Türkiye Bilişim Vakfı Başkanı Faruk Eczacıbaşı'nın 'Daha Yeni Başlıyor' kitabı yayımlandı

Koç Üniversitesi Yayınları’ndan teknoloji/sosyoloji kategorisinde yayınlanan kitap; Türkiye Bilişim Vakfı Başkanı Faruk Eczacıbaşı’nın iş ve teknoloji dünyasındaki kişisel deneyimlerinin yanı sıra Türkiye’nin bu alanda yaşadığı dönüşümleri ve dünyadaki son gelişmeleri ele alıyor.
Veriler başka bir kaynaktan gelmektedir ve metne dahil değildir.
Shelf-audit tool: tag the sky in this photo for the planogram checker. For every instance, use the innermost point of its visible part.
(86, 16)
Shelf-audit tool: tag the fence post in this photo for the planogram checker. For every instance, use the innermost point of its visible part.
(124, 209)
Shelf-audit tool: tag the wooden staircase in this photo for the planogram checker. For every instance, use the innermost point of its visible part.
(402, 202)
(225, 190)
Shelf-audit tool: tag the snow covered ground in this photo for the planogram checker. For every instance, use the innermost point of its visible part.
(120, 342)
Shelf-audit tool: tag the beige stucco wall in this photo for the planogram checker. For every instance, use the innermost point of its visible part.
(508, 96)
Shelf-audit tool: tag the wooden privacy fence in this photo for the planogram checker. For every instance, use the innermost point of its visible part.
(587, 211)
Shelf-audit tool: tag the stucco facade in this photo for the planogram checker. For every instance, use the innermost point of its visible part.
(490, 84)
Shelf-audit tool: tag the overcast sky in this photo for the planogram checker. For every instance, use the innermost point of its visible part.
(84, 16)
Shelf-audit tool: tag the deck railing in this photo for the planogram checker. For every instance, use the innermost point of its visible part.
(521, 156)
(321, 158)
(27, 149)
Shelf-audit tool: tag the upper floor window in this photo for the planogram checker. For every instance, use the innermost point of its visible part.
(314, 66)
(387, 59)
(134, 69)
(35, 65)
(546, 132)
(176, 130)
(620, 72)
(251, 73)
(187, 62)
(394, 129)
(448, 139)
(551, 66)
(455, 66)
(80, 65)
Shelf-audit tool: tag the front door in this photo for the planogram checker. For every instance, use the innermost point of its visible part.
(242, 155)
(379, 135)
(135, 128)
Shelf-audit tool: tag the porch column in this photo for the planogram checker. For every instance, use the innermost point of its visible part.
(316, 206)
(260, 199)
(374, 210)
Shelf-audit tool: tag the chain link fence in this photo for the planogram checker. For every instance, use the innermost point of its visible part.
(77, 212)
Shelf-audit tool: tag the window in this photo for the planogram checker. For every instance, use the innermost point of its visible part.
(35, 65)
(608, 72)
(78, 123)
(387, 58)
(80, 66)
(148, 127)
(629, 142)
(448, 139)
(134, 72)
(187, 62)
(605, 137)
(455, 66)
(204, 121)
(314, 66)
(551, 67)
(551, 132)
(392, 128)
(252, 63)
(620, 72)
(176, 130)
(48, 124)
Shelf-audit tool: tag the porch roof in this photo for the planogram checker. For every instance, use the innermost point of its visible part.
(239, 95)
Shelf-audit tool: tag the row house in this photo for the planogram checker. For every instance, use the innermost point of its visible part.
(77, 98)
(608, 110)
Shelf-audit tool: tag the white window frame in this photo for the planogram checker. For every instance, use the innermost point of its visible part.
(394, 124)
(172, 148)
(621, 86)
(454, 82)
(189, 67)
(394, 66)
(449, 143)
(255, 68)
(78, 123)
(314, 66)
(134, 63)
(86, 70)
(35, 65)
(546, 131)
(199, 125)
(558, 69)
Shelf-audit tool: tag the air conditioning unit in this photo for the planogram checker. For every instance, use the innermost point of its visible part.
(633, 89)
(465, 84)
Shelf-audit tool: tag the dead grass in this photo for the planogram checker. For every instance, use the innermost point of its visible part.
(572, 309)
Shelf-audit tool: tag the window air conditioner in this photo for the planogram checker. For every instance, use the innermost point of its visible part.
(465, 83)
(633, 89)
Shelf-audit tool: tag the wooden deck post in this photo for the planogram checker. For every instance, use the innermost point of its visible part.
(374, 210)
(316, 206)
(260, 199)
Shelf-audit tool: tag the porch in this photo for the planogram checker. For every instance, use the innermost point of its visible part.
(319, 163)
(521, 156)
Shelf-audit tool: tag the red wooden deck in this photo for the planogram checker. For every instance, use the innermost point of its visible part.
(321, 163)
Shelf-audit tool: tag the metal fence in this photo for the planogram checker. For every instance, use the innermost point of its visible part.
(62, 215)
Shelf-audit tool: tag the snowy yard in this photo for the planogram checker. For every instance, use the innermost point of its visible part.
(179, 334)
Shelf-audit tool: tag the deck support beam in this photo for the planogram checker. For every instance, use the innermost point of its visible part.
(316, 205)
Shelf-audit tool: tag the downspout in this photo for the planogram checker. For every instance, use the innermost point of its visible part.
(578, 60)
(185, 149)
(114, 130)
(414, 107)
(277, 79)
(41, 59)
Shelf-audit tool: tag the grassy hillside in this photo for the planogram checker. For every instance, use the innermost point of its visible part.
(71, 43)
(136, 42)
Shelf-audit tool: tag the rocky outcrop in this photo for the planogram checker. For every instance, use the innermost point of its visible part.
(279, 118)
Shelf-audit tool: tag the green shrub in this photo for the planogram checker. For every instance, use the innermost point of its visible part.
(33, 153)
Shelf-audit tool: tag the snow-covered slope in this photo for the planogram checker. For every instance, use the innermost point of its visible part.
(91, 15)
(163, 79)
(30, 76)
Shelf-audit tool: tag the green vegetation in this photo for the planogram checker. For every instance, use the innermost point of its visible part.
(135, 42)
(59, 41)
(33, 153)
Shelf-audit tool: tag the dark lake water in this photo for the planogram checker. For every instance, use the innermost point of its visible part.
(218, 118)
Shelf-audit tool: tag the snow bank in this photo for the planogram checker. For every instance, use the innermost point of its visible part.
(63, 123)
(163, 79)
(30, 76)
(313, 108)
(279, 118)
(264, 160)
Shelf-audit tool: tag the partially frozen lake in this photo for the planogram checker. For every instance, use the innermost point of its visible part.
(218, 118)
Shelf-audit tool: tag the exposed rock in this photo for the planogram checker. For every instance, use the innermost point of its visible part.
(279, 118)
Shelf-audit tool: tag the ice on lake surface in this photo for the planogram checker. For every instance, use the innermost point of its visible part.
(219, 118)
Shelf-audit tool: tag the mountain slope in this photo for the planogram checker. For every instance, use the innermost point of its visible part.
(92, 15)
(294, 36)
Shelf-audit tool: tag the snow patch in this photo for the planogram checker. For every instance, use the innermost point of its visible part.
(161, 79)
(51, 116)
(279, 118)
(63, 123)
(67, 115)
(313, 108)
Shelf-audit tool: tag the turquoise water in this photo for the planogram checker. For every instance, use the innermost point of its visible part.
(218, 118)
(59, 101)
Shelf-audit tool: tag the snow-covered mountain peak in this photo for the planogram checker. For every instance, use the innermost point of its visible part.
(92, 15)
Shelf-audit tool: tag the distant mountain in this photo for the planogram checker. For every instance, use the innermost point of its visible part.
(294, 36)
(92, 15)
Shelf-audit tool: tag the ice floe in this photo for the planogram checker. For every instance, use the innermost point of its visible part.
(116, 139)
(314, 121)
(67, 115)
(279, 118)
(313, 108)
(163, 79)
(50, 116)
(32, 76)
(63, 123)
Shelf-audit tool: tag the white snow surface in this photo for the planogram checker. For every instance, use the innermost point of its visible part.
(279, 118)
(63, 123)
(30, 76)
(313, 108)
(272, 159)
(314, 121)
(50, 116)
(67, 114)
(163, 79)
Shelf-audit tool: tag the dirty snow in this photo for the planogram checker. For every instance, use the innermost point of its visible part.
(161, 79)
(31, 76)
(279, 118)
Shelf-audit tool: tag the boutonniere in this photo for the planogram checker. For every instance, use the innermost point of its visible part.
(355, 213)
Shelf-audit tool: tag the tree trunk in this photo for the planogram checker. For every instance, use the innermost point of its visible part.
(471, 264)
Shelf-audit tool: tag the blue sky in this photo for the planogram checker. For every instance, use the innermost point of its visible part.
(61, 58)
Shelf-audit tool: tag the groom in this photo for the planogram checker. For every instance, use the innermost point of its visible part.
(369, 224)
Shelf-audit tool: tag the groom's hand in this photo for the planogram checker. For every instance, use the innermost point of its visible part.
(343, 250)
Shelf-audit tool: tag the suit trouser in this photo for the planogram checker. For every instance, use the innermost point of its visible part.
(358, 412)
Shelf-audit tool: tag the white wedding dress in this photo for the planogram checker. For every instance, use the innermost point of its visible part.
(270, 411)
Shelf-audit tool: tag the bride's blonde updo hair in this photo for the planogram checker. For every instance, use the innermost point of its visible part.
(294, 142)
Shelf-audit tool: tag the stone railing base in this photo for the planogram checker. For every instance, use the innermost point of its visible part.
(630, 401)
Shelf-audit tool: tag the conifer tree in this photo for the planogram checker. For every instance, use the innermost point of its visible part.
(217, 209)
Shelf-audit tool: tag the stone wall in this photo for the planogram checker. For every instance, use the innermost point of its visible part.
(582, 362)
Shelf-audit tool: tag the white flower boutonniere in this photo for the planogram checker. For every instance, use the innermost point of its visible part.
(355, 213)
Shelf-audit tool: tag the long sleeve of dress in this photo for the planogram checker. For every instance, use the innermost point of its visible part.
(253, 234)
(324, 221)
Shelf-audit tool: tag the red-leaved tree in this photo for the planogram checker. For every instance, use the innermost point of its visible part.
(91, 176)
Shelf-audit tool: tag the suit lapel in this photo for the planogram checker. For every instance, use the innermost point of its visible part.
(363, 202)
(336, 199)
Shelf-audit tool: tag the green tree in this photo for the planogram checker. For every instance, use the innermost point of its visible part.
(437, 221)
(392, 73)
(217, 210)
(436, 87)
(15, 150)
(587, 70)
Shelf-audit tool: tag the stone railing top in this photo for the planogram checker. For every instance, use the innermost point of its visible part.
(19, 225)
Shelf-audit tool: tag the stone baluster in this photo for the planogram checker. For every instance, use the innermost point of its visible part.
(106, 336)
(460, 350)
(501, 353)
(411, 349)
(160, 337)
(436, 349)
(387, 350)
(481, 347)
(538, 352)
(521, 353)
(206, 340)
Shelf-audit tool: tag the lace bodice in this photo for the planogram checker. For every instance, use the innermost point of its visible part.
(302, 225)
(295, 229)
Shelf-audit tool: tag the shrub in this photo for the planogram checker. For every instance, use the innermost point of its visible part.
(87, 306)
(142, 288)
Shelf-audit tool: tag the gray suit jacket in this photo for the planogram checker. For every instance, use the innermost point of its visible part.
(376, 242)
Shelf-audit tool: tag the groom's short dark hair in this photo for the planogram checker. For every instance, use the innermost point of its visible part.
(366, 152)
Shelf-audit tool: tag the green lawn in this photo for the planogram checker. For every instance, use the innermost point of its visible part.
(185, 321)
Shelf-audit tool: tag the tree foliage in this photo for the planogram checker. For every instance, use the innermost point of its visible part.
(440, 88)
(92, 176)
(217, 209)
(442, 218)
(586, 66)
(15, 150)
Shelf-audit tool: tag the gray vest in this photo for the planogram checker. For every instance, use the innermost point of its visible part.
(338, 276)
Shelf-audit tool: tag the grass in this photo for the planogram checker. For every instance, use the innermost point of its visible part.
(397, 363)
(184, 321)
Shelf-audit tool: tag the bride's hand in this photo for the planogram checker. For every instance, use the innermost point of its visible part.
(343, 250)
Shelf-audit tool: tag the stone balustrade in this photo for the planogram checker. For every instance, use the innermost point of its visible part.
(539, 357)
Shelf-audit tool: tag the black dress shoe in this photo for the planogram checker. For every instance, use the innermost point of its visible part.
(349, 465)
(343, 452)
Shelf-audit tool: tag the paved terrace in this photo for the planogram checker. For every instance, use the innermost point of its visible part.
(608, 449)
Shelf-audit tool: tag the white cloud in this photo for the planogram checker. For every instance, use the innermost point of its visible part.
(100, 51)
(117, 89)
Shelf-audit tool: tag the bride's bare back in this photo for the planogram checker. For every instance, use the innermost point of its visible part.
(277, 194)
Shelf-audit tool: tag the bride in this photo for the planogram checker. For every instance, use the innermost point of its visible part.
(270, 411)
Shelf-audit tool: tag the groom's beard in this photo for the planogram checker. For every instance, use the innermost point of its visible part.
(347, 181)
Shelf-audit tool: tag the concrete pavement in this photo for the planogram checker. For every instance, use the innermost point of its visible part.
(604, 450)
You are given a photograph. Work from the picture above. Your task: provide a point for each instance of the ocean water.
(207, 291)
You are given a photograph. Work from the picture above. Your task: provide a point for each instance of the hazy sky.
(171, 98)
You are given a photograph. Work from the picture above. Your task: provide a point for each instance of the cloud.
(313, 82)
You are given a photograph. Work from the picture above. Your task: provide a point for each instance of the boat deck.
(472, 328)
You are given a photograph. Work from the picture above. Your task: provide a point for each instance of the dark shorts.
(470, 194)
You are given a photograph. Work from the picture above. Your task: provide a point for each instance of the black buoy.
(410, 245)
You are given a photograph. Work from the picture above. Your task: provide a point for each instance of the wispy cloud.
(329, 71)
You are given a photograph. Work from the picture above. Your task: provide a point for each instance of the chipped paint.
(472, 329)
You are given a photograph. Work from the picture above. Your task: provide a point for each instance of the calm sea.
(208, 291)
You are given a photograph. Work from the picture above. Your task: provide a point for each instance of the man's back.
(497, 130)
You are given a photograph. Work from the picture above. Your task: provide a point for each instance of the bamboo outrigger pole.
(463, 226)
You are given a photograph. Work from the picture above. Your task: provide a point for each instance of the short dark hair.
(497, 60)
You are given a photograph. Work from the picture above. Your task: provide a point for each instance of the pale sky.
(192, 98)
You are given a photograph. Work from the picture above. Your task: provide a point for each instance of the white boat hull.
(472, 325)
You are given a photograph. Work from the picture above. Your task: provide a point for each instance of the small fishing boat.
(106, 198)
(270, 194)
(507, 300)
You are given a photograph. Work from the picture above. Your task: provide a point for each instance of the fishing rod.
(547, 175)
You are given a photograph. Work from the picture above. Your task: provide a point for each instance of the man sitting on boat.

Kitap, iletişim ve teknoloji dünyasındaki gelişmelerin ışığında, iyisi ve kötüsüyle gelecekte insanlığı nelerin beklediğini tartışmaya açıyor.

Türkiye Bilişim Vakfı (TBV) Başkanı Faruk Eczacıbaşı’nın, her gün daha büyük bir ivmeyle hayatımıza giren teknolojik gelişmelerin getirdiklerini ve götürdüklerini ele aldığı, ‘Daha Yeni Başlıyor: Geleceğin Dünyasında Esneklik, Yakınsama, Ağ Yapısı ve Karanlık Taraf’ başlıklı kitabı, Koç Üniversitesi Yayınları tarafından yayımlandı. Teknoloji/sosyoloji kategorisinde yayımlanan kitabın tüm telif gelirleri Faruk Eczacıbaşı tarafından Türkiye Bilişim Vakfı'na bağışlandı.

Faruk Eczacıbaşı, ilk kitabı olan Daha Yeni Başlıyor’ da kendi kişisel deneyimlerinin yanı sıra Türkiye’nin geçirdiği dönüşümler ve dünyadaki son gelişmelerden yola çıkarak, her gün daha büyük bir ivmeyle hayatımıza giren teknolojik gelişmelerin getirdiklerini ve götürdüklerini inceliyor. İyisi ve kötüsüyle gelecekte dünyayı nelerin beklediğini tartışmaya açan, “Daha Yeni Başlıyor”, bu alanda yazılmış en kapsamlı, en dengeli ve en anlaşılır referans kitap olma özelliğine sahip.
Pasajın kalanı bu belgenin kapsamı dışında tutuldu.